En relisant l'interview de Laurent Fétis par David Didelot en août 2013 (Gore, Dissection d'une collection), on s'aperçoit que ce premier livre gore fut inspiré par « Basket Case », de même que le catalogue Castorama fut employé « pour la variété des armes utilisées. »

 

L'auteur avait en réserve d'autres projets au moment où la Collection a cessé de paraître, notamment un certain « Gnome Bloody Home », qu'on aimerait beaucoup pouvoir lire un jour ! Pour en revenir au bouquin qui nous intéresse (paru en octobre 1989, numéro 100), on peut affirmer qu'il est original, voire complètement barré. Guyngton's Fall, comté de Los Angeles. Alex, un géant blond, débarque avec son jeune frère Slim dans un motel sinistrement nommé « le motel de la Dernière Chance » tenu par la vieille Mary Buddle et sa jeune fille adoptive Lona qui a la particularité d'être aveugle. Jusqu'ici, tout semble normal.
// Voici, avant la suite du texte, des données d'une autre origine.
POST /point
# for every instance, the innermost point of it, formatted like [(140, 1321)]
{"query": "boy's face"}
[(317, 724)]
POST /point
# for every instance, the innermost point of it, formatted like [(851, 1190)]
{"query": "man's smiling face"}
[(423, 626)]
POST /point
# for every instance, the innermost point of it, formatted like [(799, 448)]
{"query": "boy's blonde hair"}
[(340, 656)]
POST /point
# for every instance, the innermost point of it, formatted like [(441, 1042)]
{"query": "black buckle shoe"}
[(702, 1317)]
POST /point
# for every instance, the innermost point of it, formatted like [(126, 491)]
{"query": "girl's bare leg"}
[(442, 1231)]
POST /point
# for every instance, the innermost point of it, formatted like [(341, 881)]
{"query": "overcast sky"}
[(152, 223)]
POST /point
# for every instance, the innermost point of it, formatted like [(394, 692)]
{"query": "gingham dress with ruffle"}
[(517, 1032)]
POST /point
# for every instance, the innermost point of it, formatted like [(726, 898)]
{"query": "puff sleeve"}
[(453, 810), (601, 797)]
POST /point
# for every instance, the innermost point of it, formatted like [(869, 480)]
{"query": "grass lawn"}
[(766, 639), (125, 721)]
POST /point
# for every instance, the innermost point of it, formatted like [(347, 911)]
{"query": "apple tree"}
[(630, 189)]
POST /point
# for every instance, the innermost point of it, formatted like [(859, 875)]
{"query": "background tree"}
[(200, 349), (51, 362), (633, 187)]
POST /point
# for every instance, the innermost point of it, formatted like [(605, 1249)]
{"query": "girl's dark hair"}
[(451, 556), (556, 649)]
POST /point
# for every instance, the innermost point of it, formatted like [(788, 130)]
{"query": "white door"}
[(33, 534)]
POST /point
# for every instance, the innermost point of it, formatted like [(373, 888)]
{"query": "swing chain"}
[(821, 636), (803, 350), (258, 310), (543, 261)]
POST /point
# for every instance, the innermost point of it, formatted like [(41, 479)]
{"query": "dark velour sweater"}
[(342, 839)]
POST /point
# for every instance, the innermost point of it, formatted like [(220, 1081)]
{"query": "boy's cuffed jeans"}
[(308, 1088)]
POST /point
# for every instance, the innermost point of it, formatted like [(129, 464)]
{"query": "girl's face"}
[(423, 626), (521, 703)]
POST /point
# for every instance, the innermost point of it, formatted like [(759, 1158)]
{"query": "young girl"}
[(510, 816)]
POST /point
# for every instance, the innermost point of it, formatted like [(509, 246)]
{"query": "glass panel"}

Mais Alex et Slim sont des sortes de cobayes à l'intelligence extraordinaire. Pour régénérer leurs neurones, ils doivent manger de la cervelle fraîche provenant, si possible, de gens cultivés (bibliothécaire, étudiants...). Dans leurs valises, on y trouve le reste de la fratrie : Petit Frère, horreur fœtale qui vit dans un bocal et Petite Sœur... qui est invisible !

 

Tout ce beau petit monde va foutre la zone dans le patelin et les meurtres vont s'enchaîner dans un déferlement macabre. La Défense Nationale va secourir les flics englués dans ce bourbier. Le rythme est très efficace malgré l'aspect burlesque de l'intrigue. La jeunesse n'empêchant pas le talent, l'auteur parvient à tisser un roman vif et atypique. Le final est un peu trop rapide et nous laisse sur notre faim. C'est un gore honnête, lisible et qui change des productions habituelles des années 80. Mention spéciale à l'illustration de Dugévoy qui retranscrit parfaitement l'atmosphère du livre.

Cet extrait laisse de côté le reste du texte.